The GAA player who allegedly failed an anti-doping test earlier this year has 14 days from receipt of notification to respond to the charge It emerged yesterday that an inter-county player, who is in his 30s, allegedly failed a test in the wake of a league match in February.
According to Sport Ireland policy, anyone found to have an anti-doping rule violation (ADVR) can either admit the charge and accept the consequences, admit the charge but dispute the consequences at a hearing or deny both the ADVR and consequences and go before the Irish Sport anti-doping disciplinary panel.

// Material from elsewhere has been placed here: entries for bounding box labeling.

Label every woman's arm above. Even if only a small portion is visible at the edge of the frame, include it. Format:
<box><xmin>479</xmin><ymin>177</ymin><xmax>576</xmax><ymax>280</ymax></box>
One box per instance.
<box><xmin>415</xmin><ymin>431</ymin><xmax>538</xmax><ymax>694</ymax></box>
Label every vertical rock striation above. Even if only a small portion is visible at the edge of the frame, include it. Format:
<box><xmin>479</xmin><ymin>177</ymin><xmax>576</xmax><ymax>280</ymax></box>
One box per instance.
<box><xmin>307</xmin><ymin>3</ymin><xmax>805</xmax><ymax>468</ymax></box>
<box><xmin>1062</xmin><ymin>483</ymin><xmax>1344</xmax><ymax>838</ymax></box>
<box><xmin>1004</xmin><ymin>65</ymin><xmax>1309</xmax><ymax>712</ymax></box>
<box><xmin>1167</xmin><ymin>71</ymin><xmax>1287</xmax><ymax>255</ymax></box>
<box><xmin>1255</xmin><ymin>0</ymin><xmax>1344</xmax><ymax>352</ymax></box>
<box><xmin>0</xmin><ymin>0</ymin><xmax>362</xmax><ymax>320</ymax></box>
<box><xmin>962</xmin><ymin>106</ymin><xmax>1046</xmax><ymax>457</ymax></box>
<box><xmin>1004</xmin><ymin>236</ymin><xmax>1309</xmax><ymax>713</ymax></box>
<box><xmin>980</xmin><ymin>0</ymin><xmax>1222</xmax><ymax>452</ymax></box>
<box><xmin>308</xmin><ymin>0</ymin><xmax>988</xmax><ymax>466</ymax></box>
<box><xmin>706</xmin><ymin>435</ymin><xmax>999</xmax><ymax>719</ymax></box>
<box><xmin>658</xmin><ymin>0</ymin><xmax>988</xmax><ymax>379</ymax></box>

A request to test the ‘B’ sample test must be given within seven days on receipt of the initial notification. It is unclear as to whether the player, who has not been named, will contest the charge.
However, should he seek a hearing, a three-strong panel consisting of a legal representative who will chair the committee, a medical practitioner and a sport administrator, would be convened.
A decision is usually made in 15 working days and posted on the Sport Ireland website. From there, a further avenue of appeal is available.
A number of parties may appeal the findings of that hearing including the athlete, Sport Ireland and the relevant national governing body. That appeal must happen within 21 days.
The Sunday Independent reported that the player in question left his county squad’s WhatsApp group.
When contacted yesterday, the GAA and GPA said it was a matter for Sport Ireland, whose anti-doping division is headed up by Dr Una May.
They run a policy of “strict liability” which insists that players are wholly responsible for any substances found in their system whether there was an intention to cheat or not.
In recent years, Monaghan’s Thomas Connolly was banned for two years after testing positive for a banned substance in 2014, while Kerry’s Brendan O’Sullivan failed a test in Croke Park in the wake of the Kingdom’s league final defeat to Dublin in 2016.